FIG. 8 is a diagram showing the state of wear of the abrasive material layer after further grinding for 90 minutes. In the case of the comparative product, as shown in (b) of the figure, the overall wear of the abrasive layer and the wear of the outer peripheral edge are large, while in the case of the product of the present invention, (a) of the figure. As shown in (1), although the outer peripheral edge and the periphery of the through hole are worn, the amount of wear is small as a whole.

[0035]

According to the present invention, the following effects can be obtained.

(1) By providing openings at a plurality of locations penetrating the outer peripheral edge of the base metal and the abrasive material layer, chips can be discharged through the openings, and a grinding fluid can be supplied. Discharge performance and supply of grinding fluid can be improved.Especially, by inclining the inner wall of the opening to either the rear side or the front side in the grinding wheel rotation direction, the discharge performance of chips and the supply of grinding fluid can be improved. Either one can be focused on.

(2) By providing a plurality of openings at positions on non-concentric circles, the wear shape of the abrasive layer can be kept flat, and the discharge of cutting chips and the supply of the grinding fluid are made uniform. be able to.

[Brief description of the drawings]

FIG. 1 is a front view of a cup-type rotary grindstone according to an embodiment of the present invention.

FIG. 2 is a rear view of the rotary grindstone of FIG. 1;

3A is a sectional view taken along line AA of FIG. 1, and FIG. 3B is a sectional view taken along line BB of FIG.

FIG. 4 is a partial sectional view at the time of grinding with the rotary grindstone of FIG. 1;

FIG. 5 is a partial cross-sectional view at the time of grinding with a rotary grindstone of another embodiment.

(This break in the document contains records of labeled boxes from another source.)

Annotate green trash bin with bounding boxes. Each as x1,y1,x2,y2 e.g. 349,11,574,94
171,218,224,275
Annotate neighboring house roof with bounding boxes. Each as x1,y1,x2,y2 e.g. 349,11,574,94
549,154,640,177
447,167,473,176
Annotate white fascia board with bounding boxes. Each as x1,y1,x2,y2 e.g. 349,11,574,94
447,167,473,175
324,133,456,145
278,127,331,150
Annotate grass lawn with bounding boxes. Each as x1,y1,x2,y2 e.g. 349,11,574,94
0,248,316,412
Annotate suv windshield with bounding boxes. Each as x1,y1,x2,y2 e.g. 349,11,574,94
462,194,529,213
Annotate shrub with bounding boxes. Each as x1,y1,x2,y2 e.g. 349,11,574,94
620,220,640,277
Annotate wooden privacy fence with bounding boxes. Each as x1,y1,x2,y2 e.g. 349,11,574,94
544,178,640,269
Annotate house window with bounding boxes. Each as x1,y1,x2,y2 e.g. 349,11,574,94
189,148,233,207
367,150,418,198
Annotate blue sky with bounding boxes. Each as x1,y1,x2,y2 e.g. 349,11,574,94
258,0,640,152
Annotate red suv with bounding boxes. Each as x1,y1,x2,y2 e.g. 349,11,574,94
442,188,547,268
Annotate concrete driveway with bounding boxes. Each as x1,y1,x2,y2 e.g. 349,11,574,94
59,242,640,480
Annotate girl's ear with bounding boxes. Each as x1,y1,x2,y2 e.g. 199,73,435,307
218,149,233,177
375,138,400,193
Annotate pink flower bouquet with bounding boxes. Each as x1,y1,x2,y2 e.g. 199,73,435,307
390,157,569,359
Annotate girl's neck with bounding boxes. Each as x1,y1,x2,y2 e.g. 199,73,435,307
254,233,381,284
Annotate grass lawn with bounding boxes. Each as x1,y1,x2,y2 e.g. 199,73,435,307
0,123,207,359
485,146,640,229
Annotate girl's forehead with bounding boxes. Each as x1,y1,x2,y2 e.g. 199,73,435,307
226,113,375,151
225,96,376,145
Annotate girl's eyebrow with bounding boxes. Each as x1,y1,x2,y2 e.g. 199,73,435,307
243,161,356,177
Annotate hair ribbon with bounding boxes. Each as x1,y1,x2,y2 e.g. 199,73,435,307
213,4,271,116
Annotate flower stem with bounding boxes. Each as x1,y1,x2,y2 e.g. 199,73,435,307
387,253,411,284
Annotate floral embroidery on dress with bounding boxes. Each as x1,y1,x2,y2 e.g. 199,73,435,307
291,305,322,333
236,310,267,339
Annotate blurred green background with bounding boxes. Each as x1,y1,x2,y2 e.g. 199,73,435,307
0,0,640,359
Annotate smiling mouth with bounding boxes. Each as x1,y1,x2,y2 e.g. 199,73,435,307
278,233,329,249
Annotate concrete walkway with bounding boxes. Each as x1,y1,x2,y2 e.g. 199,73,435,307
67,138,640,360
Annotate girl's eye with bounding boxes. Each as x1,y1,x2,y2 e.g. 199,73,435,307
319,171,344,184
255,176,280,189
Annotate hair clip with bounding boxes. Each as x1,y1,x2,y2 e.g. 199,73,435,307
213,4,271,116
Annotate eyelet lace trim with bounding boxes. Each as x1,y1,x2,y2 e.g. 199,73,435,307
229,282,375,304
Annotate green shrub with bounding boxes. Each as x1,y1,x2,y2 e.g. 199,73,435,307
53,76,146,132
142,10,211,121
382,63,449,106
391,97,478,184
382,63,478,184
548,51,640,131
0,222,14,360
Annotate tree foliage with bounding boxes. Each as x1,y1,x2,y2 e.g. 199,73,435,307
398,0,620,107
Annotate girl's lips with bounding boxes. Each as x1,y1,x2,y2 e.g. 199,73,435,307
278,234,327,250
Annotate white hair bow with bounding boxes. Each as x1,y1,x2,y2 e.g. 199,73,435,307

FIG. 6 is a plan view showing another example of the arrangement of the abrasive layer and the openings.

FIG. 7 is a graph showing the results of a grinding experiment.

FIG. 8 is a diagram showing a state of wear of the abrasive material layer after grinding.

[Explanation of symbols]

 Reference Signs List 10 rotating whetstone 11 base metal 11a outer peripheral edge 11b mounting hole 12 abrasive material layer 13, 13a, 13b through hole θ rake angle

Continued on front page F-term (reference) 3C063 AA02 AB02 AB05 BA21 BA22 BB01 BB03 BB04 BG01 BG03 BG04 BH02 BH30 EE15 EE16 FF18 FF20

Claims (2)

[Claims] In a cup-type rotary grindstone in which an abrasive layer is continuously or intermittently attached along an outer edge of a cup-shaped base, an opening penetrating the outer edge of the base and the abrasive layer is continuously formed. Provided at a plurality of locations in the circumferential direction of the abrasive layer that has been permanently attached, or for each of the abrasive layers that are attached intermittently, and the inner wall of this opening is inclined toward the rear or front side in the grinding wheel rotation direction. A cup-type rotary grindstone with through holes, characterized in that 2. The cup-type rotary grindstone with through holes according to claim 1, wherein a plurality of said openings are provided at positions on non-concentric circles.